I had written the 2013 Royals team off during the ASB. The team had lost five in a row, including a three-game sweep to the Cleveland Indians, finishing 43-49 during the first half of the year. A potential trading partner for Ervin Santana was much more pertinent than scoreboard watching, and I fully endorsed Craig's plans to fire Dayton Moore.

Then the team started winning: 2-of-3 from the Tigers, 3-of-4 from the Orioles, two straight sweeps against the White Sox and the Twins, 2-of-3 from the Mets and Twins, 3-of-4 from the Red Sox. The Royals won in close games, and they won in blowouts. The team won with terrific pitching, and they won with an impressive offense.

Not only did the winning seem contagious, but excitement about the team spread like a plague. Ratings soared on FSKC, making the Royals the talk of the town. Even we curmudgeons at Royals Review couldn't help ourselves, collectively beginning to dream about October baseball in Kansas City.

As one of the many young Royals fans whose fondest memories of the team revolve around a club that went 83-79, I couldn't help but be hopelessly drawn back into the season. The Royals I loved had never been capable of a 19-5 winning streak before, and I didn't quite know what to do with my hands after each victory.

Reading other people's reaction on Twitter and RR gave me the impression that I was hardly alone. For so long Royals fans, especially the ones who frequent this website, have resembled baseball analysts and front office personnel more than diehard supporters. The Royals had given us little reason to cheer, so we spent time imagining how we could fix the team and focused less on the day-to-day results.

Most of us quickly returned to fanatics, completely invested in winning here and now instead of focusing on the future. The winning was intoxicating, causing me to overlook the Royals still quite low percentage chance of reaching the post-season and imagining how I was going to afford playoff tickets instead. The club had already pulled off a minor miracle forcing their way back into playoff contention; qualifying for the playoffs was going to be the easy part.

The three-game losing streak has been sobering, a quiet reminder of this team's flaws and how far they still need to go to pull of the miracle. Bruce Chen, Jeremy Guthrie and Wade Davis, no matter how well they have pitched so far in the second half of the season, should not be 3/5 of a playoff team's pitching staff. Recently lineups have had Chris Getz hitting leadoff, and injuries to Lorenzo Cain and Mike Moustakas have revealed a startling lack of depth. The emotionless projection systems predict the Royals will play under .500 baseball over the final 43 games of the season, and the past three days have made those projections easy to understand.

I haven't given up on this team completing a second miracle and sneaking in the playoff, and a doubleheader sweep of the Tigers on Friday would be a great way to start a second winning streak. During the past few weeks, I actually expected the Royals to win, but I have quickly reverted to a guarded optimism, hoping for a victory instead of believing it could actually happen.

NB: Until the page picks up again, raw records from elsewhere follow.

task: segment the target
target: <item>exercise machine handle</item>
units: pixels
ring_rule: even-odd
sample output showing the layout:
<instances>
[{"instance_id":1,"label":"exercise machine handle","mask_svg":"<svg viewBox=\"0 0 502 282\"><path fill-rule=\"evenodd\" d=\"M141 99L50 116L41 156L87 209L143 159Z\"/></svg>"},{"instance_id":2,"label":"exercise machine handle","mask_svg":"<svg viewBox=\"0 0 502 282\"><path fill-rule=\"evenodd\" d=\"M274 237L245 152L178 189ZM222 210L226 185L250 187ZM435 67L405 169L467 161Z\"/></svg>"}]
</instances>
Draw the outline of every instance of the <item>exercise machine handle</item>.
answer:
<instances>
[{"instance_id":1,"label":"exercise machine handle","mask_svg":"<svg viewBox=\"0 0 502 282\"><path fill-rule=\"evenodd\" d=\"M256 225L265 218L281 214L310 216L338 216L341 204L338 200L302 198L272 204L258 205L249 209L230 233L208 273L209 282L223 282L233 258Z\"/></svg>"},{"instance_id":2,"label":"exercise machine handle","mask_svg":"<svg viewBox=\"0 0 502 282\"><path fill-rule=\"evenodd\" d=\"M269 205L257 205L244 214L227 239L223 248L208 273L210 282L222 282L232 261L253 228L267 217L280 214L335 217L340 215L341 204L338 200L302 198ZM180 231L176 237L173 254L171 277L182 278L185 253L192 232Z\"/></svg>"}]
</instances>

I've been given a taste of what my baseball fandom should look like, not what it has resembled during the past decade. The portion may be laughably small to fans of consistently successful teams, but for those of us who have been starved of winning for so long, a 19-5 winning streak this late in the year feels like a feast.

Three straight losses haven't sent me back to the pits of despair, but it's definitely easier to look at this team with more analytic eyes. The fan in me wants nothing more than to watch a contender over the final six weeks of the season, but it's hard to see how the Royals could pull off another run. It's likely that at the end of the season, I'll still be dreaming of October baseball in Kansas City, waiting for that reality.